Every building has its specific problems, challenges and priorities. What is needed in a downtown luxury building differs from what may be necessary in a suburban community.
Security resources include intercom systems, surveillance cameras, access control devices, alarms and recording systems. Information systems are necessary for knowing who resides in a building, who is visiting and for recording interactions. People can be trained to use and respond to these systems rather than sit and watch screens waiting for something to happen.
Residential buildings are inherently less secure than office buildings where everyone must show identification. Residents don’t like to show identification which leads to a security breach. This can be addressed by using technology to help identify those who live in the building by sight, or by asking for identification. The same applies to deliveries, vendors and service people. Residents who ignore or work around building policies are a problem. There is a lapse in security if the regular person is not at their post, or when a replacement doesn’t recognize faces.
The best security systems require a combination of people and technology. People require training in using technology and dealing with a residential community. Confrontations need to be handled properly. Any interpersonal issue, domestic dispute or building intrusion has the potential to turn violent. Even minor disagreements can quickly escalate to verbal or physical assault. De-escalation and knowing when to call police are essential skills for security staff forced to deal with violent or aggressive people. Well-trained security personnel transmit a sense of being calm and genuine, and conveying an interest in what is bothering someone while being respectful, clear and setting boundaries.
Comprehensive security requires a concentric approach. What locks and barriers exist on the perimeter of the property, and are they effective? Is there a glass door where indoor spaces can be seen from the outside? Once the outermost level of security is breached, such as a fence or door, what is the next level of security? Are existing doors and locks adequate? Once an intruder enters through a door into a lobby or hallway, what can be done to stop or deter them?
Concierge and security should be familiar with the building’s residents and established procedures.
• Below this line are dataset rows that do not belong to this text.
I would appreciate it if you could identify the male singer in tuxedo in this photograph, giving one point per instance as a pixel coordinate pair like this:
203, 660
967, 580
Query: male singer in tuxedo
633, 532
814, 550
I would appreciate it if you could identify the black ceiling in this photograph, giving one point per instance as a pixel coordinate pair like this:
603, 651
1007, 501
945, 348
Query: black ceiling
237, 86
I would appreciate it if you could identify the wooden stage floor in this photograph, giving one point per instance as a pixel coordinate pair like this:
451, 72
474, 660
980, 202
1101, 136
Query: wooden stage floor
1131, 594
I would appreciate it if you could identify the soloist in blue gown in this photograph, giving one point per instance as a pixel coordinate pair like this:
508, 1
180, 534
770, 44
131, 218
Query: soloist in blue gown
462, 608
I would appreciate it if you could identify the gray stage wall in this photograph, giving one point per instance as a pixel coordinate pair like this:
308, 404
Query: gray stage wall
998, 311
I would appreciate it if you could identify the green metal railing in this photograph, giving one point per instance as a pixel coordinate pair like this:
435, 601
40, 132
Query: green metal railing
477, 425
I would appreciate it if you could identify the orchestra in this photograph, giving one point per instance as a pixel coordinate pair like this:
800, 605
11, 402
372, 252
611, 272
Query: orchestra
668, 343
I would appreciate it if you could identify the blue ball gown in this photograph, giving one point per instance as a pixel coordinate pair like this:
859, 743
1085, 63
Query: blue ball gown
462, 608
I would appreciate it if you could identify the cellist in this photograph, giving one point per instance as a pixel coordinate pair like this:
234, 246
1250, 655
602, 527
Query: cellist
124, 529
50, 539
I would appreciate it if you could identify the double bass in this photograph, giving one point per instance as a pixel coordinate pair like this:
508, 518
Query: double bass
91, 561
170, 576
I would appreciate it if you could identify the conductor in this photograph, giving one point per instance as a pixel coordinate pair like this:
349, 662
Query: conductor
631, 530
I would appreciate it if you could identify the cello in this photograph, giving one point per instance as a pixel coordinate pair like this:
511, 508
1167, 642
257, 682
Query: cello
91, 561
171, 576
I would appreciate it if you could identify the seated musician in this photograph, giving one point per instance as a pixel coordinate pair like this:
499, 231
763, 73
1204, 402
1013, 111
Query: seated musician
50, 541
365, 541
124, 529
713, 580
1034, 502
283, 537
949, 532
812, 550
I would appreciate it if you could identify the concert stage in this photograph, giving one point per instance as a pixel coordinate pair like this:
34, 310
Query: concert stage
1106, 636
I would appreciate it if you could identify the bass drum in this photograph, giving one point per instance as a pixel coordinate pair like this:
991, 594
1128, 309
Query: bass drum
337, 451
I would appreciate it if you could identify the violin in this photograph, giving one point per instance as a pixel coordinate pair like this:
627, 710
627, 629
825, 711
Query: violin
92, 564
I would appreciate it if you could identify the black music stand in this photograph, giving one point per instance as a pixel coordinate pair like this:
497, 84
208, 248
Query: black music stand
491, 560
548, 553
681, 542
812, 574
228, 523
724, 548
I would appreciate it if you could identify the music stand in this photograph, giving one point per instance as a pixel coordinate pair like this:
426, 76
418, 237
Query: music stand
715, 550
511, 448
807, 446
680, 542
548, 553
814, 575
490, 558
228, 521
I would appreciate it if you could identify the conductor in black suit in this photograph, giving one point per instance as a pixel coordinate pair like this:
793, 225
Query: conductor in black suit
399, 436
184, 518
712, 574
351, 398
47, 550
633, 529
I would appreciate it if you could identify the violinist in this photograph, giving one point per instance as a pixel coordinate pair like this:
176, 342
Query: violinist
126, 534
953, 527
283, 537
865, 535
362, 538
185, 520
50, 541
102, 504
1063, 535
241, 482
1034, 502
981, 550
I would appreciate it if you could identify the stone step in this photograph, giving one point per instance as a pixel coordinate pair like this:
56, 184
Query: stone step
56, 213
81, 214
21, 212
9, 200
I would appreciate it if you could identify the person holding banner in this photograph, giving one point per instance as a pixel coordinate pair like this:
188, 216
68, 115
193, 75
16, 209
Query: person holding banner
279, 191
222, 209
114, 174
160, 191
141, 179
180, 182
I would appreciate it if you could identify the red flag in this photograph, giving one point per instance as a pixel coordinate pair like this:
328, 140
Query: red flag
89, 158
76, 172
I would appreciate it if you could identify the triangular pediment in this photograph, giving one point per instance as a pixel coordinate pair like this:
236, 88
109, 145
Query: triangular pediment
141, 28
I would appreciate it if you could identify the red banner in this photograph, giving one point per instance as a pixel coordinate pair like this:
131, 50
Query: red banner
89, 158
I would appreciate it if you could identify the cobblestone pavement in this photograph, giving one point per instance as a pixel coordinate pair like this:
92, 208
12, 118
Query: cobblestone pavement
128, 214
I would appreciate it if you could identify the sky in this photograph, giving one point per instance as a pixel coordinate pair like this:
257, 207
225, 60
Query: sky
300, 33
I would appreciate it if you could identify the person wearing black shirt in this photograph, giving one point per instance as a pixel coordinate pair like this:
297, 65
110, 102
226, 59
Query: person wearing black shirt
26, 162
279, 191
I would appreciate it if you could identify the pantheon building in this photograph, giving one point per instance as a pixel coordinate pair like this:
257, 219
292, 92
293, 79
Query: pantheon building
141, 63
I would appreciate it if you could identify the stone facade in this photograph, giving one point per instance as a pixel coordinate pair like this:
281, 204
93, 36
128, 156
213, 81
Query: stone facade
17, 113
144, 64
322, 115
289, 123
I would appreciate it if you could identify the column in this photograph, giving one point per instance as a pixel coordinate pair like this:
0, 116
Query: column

This includes use of security technologies and systems for continuous monitoring. They should have a situational awareness and a plan for most situations. Their focus should be on preventing harm or injury to others or themselves. Property is replaceable.
A good concierge is trained to monitor body language, notice things and ask questions of those they don’t recognize while maintaining decorum and without being rude. When an elevator lobby is secured by a door, concierge or security can greet people without recognizing them. If individuals don’t have secure access to the elevator, they can’t gain access. This blending of people and technology allows a single individual to effectively secure an entire building so long as they remain at their primary station.
If the concierge suspects something improper is occurring in a unit, they alert building management who can look into the issue and provide instructions on how to proceed.
Security is about making residents secure in the belief that their home is safe. This requires a combination of technology and people to meet the goals and priorities established by the condo board.